Compared with Westerners, Asian people traditionally consume less SFA-containing foods, as shown in the Seven Countries Study[5] and also in later studies.[6,7] The low SFA intake among Asians has been believed to be one reason why they have lower mortality from coronary disease than Westerners. However, no prospective studies have been conducted to examine the association between dietary SFA intake and incident stroke and coronary disease in Asians, except for intraparenchymal haemorrhage.[6]
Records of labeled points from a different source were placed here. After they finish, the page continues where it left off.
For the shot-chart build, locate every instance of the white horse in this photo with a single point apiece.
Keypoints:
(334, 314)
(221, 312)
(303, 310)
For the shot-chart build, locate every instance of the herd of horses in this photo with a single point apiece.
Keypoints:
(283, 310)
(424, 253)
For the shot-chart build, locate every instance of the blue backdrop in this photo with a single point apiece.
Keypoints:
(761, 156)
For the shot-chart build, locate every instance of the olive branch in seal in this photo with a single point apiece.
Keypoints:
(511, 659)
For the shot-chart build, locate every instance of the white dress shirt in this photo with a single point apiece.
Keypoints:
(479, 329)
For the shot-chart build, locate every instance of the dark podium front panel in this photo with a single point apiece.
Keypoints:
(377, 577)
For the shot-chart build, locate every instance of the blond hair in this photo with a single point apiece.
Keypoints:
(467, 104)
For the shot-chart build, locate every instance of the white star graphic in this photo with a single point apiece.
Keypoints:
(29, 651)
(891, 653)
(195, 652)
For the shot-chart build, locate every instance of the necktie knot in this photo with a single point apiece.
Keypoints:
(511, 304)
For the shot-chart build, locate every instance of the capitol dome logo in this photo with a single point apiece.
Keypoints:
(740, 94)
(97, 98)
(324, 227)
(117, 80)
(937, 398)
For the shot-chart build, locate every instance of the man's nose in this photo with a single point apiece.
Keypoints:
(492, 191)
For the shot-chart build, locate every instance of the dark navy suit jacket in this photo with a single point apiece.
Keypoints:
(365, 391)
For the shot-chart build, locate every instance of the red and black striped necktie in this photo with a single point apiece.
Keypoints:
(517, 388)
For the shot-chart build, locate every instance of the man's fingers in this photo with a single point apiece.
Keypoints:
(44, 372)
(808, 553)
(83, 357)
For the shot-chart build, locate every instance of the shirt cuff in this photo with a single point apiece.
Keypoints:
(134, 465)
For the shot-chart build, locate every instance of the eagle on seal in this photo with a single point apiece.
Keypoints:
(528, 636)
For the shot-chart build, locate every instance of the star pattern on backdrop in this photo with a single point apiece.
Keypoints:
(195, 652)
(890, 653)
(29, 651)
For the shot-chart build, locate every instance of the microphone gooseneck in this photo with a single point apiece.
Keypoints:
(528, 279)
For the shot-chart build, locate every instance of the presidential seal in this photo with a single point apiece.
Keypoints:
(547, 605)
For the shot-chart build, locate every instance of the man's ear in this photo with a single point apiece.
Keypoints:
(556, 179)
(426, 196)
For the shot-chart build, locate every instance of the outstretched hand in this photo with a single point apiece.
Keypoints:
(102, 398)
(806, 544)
The Japan Public Health Center-based prospective (JPHC) Study is one of the largest prospective studies in Japan, with a systematic incidence registry of cardiovascular disease. An advantage of this study included enough number of population to study subtypes of stroke (i.e. subarachnoid, deep or lobar intraparenchymal haemorrhage and lacunar, large-artery occlusive or embolic infarction), which is often hard to study in Western cohorts. The population is also unique in that they have very low SFA intake and high stroke and low coronary disease incidence. Our hypotheses were that low SFA intake is associated with elevated risk of deep intraparenchymal haemorrhage and lacunar infarction, and high SFA intake with elevated risk of coronary heart disease.